Combattere la mafia e gli squilibri sociali con interventi architettonici e urbanistici è efficace e reale. Questo è quello successo a Medellin, oltre l’Oceano Atlantico, seconda città più pericolosa di tutta la Colombia, città natale di Pablo Escobar. Sull’esempio di Edi Rama a Tirana, un altro grande uomo che poco aveva a che fare con la politica, è riuscito a ricondurre la sua città, in 4 anni, da pericoloso centro urbano a esempio di vivibilità in un contesto radente il Terzo Mondo.
Sergio Fajardo, celebre matematico, sindaco di Medellìn dal 2002 al 2007 ha applicato alla politica un assioma molto chiaro: gli squilibri sociali e la violenza vanno combattuti simultaneamente.
Così i primi interventi politici sono stati l’incremento della polizia di quartiere e la costruzione di centri educativi, scuole e biblioteche affidati ai più bravi architetti colombiani e sudamericani e localizzati nelle aree più degradate della città. L’architettura di qualità e gli interventi di sviluppo urbanistico sono stati componenti inscindibili di un nuovo modo di fare politica. Come Rama anche Sergio Fajardo ha utilizzato l’architettura e la politica per creare una nuova pelle della città, potenziando l’esistente senza annullarlo; il tutto ha come fine dare una nuova percezione della città agli abitanti instillando un senso di orgoglio sia a livello locale che globale, consolidando il senso di appartenenza e la partecipazione alla vita politica e sociale.
Alcune tra le opere realizzate rappresentano oggi un punto di riferimento della città, come la nuova biblioteca di Giancarlo Mazzanti: una roccia incastonata in mezzo al barrio di Santo Domingo, noto per lo spaccio di droga.
Un altro intervento che ha contribuito a potenziare la ripresa urbana è la Orquideorama, una struttura di che accoglie la raccolta di orchidee del Giardino Botanico e ospita eventi culturali, caratterizzata da una copertura costituita da esagoni frattali dal profilo ligneo.
Il piano dell’architetto e direttore dei progetti urbani per la città di Medellìn, Alejandro Echeverri, e del sindaco Sergio Farjardo ha mirato altresì a rafforzare il sistema di trasporto pubblico attraverso la costruzione di una funivia che connette le aree più degradate della città, arroccate sui colli, con il resto della città.
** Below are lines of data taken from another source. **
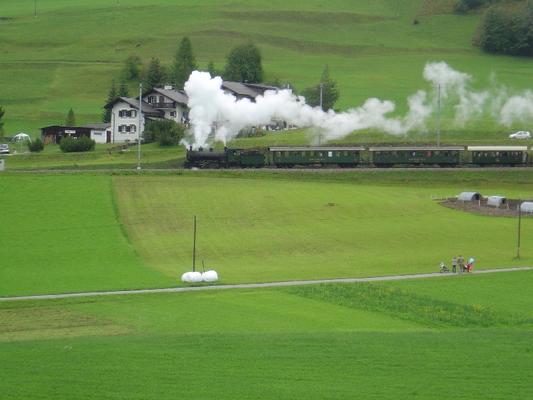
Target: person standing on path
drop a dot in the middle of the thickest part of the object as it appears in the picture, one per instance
(461, 262)
(454, 264)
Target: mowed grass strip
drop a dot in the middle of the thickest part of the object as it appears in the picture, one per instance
(255, 230)
(61, 234)
(263, 343)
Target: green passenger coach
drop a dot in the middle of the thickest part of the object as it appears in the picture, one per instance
(388, 156)
(498, 155)
(320, 156)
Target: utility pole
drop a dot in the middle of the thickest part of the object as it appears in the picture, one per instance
(519, 228)
(140, 128)
(438, 116)
(321, 96)
(194, 247)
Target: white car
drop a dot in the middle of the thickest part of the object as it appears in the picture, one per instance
(520, 135)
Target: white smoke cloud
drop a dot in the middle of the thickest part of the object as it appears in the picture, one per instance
(219, 115)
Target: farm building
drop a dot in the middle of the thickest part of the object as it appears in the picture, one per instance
(100, 133)
(164, 103)
(496, 201)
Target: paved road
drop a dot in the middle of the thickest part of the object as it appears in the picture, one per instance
(253, 285)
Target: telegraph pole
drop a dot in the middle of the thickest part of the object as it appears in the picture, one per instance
(140, 128)
(519, 228)
(438, 117)
(194, 247)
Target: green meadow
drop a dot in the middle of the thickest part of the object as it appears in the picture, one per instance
(68, 233)
(315, 342)
(67, 55)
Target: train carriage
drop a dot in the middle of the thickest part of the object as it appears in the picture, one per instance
(315, 156)
(498, 155)
(429, 155)
(246, 158)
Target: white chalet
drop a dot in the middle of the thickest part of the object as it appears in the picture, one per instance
(158, 103)
(164, 103)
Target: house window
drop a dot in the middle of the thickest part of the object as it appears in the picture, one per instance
(127, 113)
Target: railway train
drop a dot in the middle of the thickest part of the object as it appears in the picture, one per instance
(362, 156)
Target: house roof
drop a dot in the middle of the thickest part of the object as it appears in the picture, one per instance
(134, 103)
(178, 96)
(103, 125)
(240, 89)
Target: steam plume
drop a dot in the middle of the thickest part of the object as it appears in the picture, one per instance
(215, 112)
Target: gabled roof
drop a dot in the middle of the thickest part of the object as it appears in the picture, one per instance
(240, 89)
(147, 109)
(178, 96)
(103, 125)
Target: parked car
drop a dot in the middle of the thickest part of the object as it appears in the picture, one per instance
(520, 135)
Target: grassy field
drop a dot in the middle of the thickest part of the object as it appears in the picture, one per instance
(310, 342)
(66, 55)
(272, 229)
(65, 233)
(61, 234)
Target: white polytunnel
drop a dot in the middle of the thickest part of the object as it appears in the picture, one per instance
(496, 201)
(469, 196)
(527, 206)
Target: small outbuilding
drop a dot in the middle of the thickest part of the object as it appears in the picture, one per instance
(527, 206)
(469, 196)
(21, 137)
(496, 201)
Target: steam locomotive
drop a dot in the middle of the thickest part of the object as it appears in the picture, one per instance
(352, 157)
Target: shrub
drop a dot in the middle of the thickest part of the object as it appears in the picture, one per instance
(508, 31)
(36, 146)
(72, 145)
(166, 132)
(464, 6)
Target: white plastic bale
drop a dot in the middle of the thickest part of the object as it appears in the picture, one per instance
(196, 277)
(210, 276)
(186, 277)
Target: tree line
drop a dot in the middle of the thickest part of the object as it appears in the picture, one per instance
(506, 26)
(243, 64)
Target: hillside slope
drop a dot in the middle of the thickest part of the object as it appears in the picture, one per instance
(67, 55)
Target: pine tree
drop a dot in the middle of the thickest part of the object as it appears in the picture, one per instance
(244, 64)
(123, 90)
(112, 95)
(156, 74)
(2, 112)
(184, 63)
(211, 69)
(71, 118)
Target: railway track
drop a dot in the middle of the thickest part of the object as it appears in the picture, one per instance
(258, 170)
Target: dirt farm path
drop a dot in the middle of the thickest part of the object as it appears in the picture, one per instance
(255, 285)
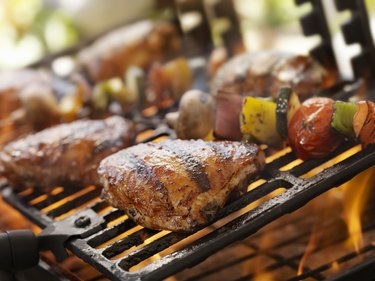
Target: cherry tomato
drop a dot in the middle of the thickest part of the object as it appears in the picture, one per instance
(309, 132)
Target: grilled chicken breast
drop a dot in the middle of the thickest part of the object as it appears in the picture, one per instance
(138, 44)
(177, 185)
(64, 154)
(262, 74)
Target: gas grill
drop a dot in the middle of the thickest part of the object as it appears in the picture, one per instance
(78, 220)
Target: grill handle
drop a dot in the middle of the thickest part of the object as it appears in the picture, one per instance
(18, 250)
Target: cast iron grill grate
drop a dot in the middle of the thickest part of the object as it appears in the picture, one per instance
(120, 248)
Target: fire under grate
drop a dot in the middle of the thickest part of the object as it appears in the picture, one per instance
(122, 250)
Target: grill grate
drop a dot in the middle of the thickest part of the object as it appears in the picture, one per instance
(121, 246)
(281, 253)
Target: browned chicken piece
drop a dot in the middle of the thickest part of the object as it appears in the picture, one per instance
(177, 185)
(64, 154)
(139, 45)
(262, 73)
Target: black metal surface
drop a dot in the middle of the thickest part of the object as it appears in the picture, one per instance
(298, 192)
(18, 250)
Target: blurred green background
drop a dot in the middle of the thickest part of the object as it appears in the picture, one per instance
(31, 28)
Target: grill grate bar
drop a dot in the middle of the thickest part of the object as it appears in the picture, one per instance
(51, 199)
(252, 221)
(127, 242)
(110, 233)
(75, 203)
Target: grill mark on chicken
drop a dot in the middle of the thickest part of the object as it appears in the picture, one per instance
(192, 164)
(67, 154)
(144, 173)
(227, 165)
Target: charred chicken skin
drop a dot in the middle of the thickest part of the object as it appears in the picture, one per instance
(64, 154)
(139, 44)
(261, 74)
(177, 185)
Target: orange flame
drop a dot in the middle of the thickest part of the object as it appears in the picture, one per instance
(311, 246)
(355, 198)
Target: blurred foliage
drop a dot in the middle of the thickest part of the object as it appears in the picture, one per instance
(269, 13)
(28, 30)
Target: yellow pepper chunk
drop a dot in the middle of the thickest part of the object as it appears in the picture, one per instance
(258, 119)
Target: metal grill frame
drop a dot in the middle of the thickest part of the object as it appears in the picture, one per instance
(299, 191)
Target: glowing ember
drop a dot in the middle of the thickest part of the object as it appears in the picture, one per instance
(335, 266)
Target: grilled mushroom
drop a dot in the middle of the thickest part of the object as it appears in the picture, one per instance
(195, 117)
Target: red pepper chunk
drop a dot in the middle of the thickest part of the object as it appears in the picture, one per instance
(309, 132)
Oggi anche gli abitanti delle baraccopoli in calcestruzzo hanno maggiori opportunità di fruire delle funzioni pubbliche e private del centro urbano.
Ogni progetto, realizzato con la consultazione dei residenti del quartiere, è stato affiancato da puntuali programmi sociali atti a combattere le disuguaglianze profondamente radicate nella città, dall’istruzione per tutti al micro-credito in favore delle piccole imprese.
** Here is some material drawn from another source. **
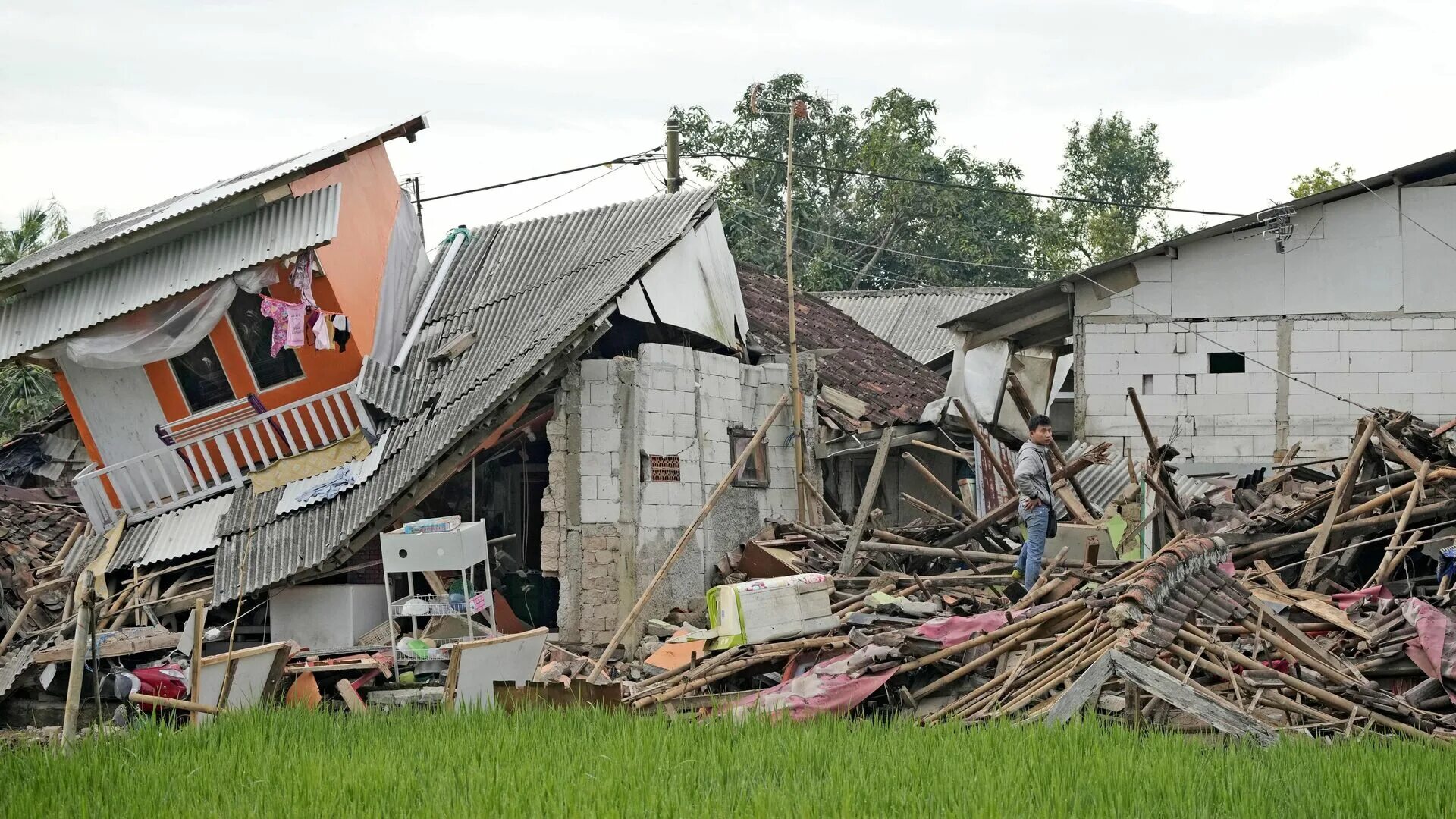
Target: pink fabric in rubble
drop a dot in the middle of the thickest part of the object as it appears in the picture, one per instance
(823, 689)
(951, 630)
(1347, 599)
I programmi sociali di Echeverri e Fajardo hanno inoltre costituito un fattore significativo nel calo della criminalità locale. Secondo le statistiche nazionali, il numero di omicidi commessi in un anno su una popolazione di 100.000 abitanti è sceso da 381 nel 1991 a 29 nel 2006.
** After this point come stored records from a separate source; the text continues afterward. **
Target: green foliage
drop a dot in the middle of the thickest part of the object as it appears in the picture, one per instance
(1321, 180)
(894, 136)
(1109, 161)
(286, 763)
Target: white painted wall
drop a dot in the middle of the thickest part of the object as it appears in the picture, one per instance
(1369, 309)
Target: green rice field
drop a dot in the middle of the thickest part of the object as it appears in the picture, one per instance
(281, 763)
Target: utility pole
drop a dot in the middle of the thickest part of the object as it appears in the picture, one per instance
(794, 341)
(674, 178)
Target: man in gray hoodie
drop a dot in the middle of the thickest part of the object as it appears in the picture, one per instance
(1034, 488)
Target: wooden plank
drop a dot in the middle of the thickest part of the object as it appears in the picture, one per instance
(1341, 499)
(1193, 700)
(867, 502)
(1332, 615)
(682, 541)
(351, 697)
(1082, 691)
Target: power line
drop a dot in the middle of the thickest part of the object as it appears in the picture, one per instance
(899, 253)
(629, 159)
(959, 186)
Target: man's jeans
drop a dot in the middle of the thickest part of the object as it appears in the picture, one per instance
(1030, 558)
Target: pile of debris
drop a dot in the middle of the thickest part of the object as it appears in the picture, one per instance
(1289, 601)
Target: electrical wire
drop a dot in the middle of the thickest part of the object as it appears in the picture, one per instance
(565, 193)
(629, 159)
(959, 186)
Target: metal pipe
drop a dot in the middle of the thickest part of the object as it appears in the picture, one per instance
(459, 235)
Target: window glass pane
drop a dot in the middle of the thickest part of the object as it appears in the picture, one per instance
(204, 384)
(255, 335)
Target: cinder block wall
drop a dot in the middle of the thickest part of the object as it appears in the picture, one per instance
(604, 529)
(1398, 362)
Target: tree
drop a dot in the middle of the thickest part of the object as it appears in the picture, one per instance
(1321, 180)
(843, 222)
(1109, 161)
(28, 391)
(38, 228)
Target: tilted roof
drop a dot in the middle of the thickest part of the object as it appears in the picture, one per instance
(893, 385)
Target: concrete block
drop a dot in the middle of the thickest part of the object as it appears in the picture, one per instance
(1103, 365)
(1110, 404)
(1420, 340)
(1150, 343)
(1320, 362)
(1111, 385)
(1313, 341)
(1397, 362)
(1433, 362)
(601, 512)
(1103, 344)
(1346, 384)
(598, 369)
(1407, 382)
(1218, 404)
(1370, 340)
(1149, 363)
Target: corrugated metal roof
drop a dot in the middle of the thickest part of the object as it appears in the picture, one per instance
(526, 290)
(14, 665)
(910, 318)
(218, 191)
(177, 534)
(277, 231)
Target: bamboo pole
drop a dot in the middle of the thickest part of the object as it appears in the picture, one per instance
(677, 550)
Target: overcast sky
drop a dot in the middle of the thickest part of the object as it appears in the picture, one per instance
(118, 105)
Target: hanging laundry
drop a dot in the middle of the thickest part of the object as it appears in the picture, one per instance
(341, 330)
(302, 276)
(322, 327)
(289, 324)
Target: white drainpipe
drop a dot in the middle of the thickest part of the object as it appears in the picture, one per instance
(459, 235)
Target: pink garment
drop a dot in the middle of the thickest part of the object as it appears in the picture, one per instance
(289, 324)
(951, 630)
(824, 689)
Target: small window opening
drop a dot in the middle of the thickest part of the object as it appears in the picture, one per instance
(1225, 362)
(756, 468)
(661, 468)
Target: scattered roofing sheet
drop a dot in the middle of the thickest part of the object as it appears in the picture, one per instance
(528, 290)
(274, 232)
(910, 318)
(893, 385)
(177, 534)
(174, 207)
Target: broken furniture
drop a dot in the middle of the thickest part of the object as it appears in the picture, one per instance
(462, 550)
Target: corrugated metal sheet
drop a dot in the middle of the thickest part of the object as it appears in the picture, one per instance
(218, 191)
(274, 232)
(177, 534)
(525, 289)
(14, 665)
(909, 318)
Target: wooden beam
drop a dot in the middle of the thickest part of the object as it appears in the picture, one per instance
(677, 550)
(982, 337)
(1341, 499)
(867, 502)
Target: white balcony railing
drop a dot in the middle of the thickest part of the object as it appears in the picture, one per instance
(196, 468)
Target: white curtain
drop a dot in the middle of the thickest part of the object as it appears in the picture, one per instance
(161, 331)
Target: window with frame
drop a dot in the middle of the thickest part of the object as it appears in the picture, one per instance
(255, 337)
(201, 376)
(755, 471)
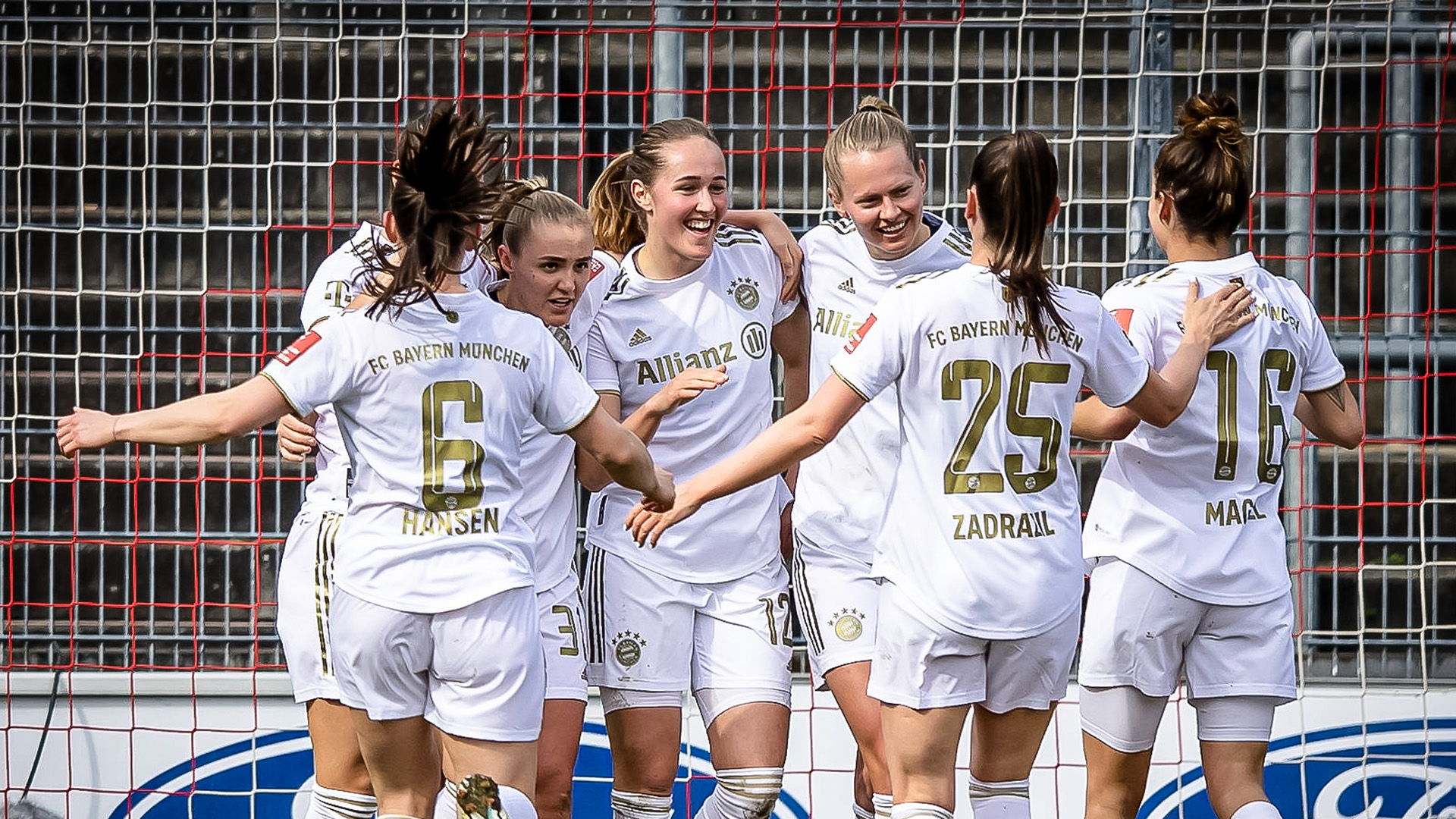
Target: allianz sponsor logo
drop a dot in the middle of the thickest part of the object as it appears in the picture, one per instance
(1392, 770)
(271, 776)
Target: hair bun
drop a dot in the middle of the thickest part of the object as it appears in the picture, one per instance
(1213, 117)
(875, 104)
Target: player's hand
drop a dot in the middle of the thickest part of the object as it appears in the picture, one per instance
(1215, 318)
(663, 496)
(647, 526)
(791, 257)
(296, 438)
(85, 428)
(689, 385)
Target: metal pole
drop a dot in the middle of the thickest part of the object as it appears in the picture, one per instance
(1402, 165)
(669, 60)
(1155, 121)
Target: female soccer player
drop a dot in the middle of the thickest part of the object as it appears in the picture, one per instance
(305, 573)
(435, 620)
(544, 248)
(682, 349)
(877, 183)
(982, 554)
(1184, 525)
“Sia l’esempio di Tirana che quello di Medellìn parlano di un nuovo modo di usare l’architettura come
dispositivo cruciale nel fare politica. Gli spazi oggetto della trasformazione sono sempre quelli pubblici: quella architettura pubblica che oggigiorno sembra quasi sparita a favore dell’incombente speculazione edilizia, ma che invece è l’architettura di tutti e costituisce un fondamentale supporto per ridurre gli squilibri sociali e aumentare la qualità della vita. Gli spazi collettivi “ci dicono che la dimensione pubblica di un’ architettura non sta solo nella sua funzione, ma si gioca sul piano simbolico, sulla sua capacità di veicolare con la sua presenza un messaggio di attenzione e cura verso le comunità locali.” (Stefano Boeri, Abitare n°482 pag.14)
I progetti di riqualificazione ci insegnano che se gli spazi collettivi fossero governati da una prospettiva originale e stimolante, tenendo in conto le richieste dei cittadini, potrebbero diventare veri e propri laboratori di un nuovo modo di fare città e di fare politica.
Come ha scritto Stefano Boeri “Questo nuovo modo di fare politica chiede oggi all’architettura, cioè alla costruzione di luoghi, di ambienti, di paesaggi, di saper fare quello che una politica seria dovrebbe sempre saper fare: costruire visioni del futuro, radicate nel quotidiano presente.”